Las Cavas
03.30
Con anterioridad a las tecnologías del actual industria frigorífica, el aprovechamiento del frío natural favoreció el desarrollo del comercio de la nieve, que tuvo su máximo esplendor entre los siglos XVII y XIX. Recolectar la nieve, conservarla, hacerla viajar, venderla y consumirla, forman el ciclo de una actividad desaparecida, protagonizada por jornaleros, arrieros y hombres de negocios. Del testigo de esta actividad se conservan grandes depósitos para el almacenamiento de la nieve —denominados pozos de nieve, neveras o cavas—, que hoy son las arquitecturas que singularizan determinados parajes de las montañas valencianas; un patrimonio que logra un protagonismo destacado en los municipios de la Sierra de Mariola, por la monumentalidad de los depósitos y por el elevado número de las construcciones que se han conservado.
En la Edad Moderna el consumo de la nieve se popularizó entre las diferentes clases sociales, que se sirvieron de su propiedad fundamental —el frío— para usos terapéuticos, alimentarios y gastronómicos. El flojo comercial de la nieve de Mariola se dirigia al abastecimiento de ciudades como Xàtiva, Ontinyent, Gandía y otras poblaciones de las comarcas del Valle de Albaida, la Costera y la Ribera.

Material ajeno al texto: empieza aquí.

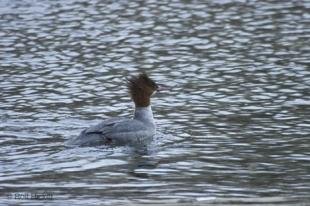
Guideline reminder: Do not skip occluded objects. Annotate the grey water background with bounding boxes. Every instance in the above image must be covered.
[0,0,310,205]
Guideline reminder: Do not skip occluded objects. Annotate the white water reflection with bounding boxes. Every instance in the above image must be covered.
[0,0,310,205]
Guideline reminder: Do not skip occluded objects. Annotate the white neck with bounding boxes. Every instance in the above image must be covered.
[134,105,155,126]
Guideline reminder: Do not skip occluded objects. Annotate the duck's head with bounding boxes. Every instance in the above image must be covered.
[127,72,159,107]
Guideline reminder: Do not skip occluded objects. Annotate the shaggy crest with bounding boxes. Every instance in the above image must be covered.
[127,72,158,107]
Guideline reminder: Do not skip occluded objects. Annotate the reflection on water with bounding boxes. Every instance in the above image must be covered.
[0,0,310,205]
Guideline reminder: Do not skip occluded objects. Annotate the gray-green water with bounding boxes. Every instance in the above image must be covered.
[0,0,310,205]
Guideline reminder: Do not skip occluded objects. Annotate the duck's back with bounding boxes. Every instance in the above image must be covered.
[70,118,155,146]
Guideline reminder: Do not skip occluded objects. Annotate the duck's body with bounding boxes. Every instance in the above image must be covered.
[71,74,158,146]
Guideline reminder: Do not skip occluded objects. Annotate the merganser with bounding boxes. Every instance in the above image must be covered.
[71,72,159,146]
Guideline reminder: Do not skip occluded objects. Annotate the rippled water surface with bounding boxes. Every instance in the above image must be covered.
[0,0,310,205]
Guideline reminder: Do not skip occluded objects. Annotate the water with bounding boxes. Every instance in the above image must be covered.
[0,0,310,205]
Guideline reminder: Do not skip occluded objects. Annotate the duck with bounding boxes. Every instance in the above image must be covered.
[69,72,160,147]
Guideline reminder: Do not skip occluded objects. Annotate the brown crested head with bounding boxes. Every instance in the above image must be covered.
[127,72,158,107]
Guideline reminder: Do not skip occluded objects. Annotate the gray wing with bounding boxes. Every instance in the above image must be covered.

En el término municipal de Bocairent se localizan diversas de estas construcciones: la monumental Cava de En Miquel y las denominadas Cavetes de Xàtiva son ejemplos destacados de la arquitectura del comercio de la nieve en la Sierra de Mariola, pero también lo es la Cava de Sant Blai, que se localiza a espaldas del barrio medieval de Bocairent, al lado del camino de les Covetes de los Moros, de la que se conocen documentos sobre su explotación en el siglo XVIII.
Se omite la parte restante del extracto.